Damn I'm never on when the good stuff goes down


----------



## Void (Aug 24, 2003)

woohoo


----------



## ChosenOne22 (Nov 23, 2003)

wow i never won anything before!!! thanks guys!!!


----------



## jahnke31 (Dec 4, 2003)

Did I make it in time?/ i want one!
darn....




























































































now I won't be able to sleep tonight!


----------



## pamonster (Jun 26, 2003)

Xenon said:


> This is the LAST time you will be able to recieve these decals!!!


 u stop making them?


----------



## Winkyee (Feb 17, 2003)

Heyy


----------



## jackburton (Nov 25, 2003)

plz i beg you let me have one plz


----------



## tecknik (Jul 18, 2003)

I am so............... late!


----------



## boxer (Sep 11, 2003)

you suck xenon! i was in baltimore all day! tried to go to the aquarium but tickets were sold out and now this! :sad:


----------



## rbP NUT (Dec 2, 2003)

you should give more away, 50 or so. i want one


----------



## thePACK (Jan 3, 2003)

yeah so do i ...you bum...


----------



## rbP NUT (Dec 2, 2003)

we should go on strike and boycott the site till xenon gives us all one.lol


----------



## garybusey (Mar 19, 2003)

Thanks Again Xenon, P-fury and of Course NitroFish. It will Go on My P tank, they will feel the fury!







Anyways Thanks again!


----------



## AzNP (May 21, 2003)

wow took me so long and i am soo freakin late ...


----------



## X-D-X (Jul 3, 2003)

thanks


----------



## nitrofish (Jan 14, 2003)

pamonster said:


> Xenon said:
> 
> 
> > This is the LAST time you will be able to recieve these decals!!!
> ...


 I have a few more to make, but the new ones are coming out soon,they will be mass produced so no one will be left out


----------



## 1waypiranha (Nov 6, 2003)

hey xenon...its me..matt..i sent u the PM and everything can u just please tell me if u got it..cuse i cant screw up gettin this sticker...lol..thanks man


----------



## Xenon (Nov 15, 2002)

Im sure I got your pm.
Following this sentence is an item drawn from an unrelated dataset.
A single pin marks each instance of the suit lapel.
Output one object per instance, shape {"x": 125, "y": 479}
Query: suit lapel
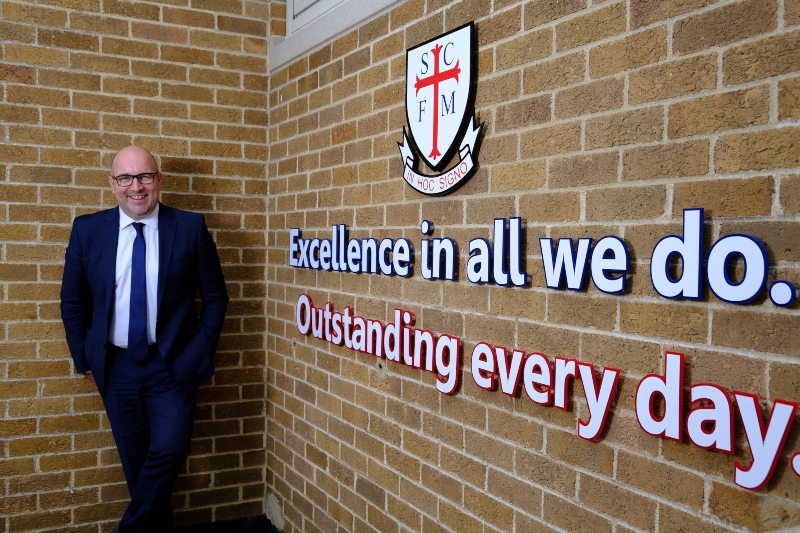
{"x": 110, "y": 241}
{"x": 166, "y": 239}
I will be mailing them out tomorrow.


----------



## 1waypiranha (Nov 6, 2003)

allright thanks again dude..this is just another reason for me to love P-fury even more>>>MATT!!!!


----------



## roller03hockey10 (Oct 23, 2003)

hell i'll buy one, were do i send hte money to


----------



## 1waypiranha (Nov 6, 2003)

hey xenon did u get a chance to send them out????


----------



## Xenon (Nov 15, 2002)

yup. sent out today. expect them shortly.


----------



## BanditBrother (Nov 8, 2003)

i always miss it bein in uk!!


----------



## Scooby (Dec 25, 2003)

Damnit i never get to thewse quick enough


----------



## Runningmad (Aug 13, 2003)

Just got mine today







Thanks Xenon and Nitro :smile:


----------



## ChosenOne22 (Nov 23, 2003)

thanks xenon n nitro just got min a minute ago!!


----------



## Scooby (Dec 25, 2003)

Can i still win??? LoL j/k


----------



## Judazzz (Jan 13, 2003)

Well, let's just close this puppy before it keeps popping up...
Game over - better luck next time.


----------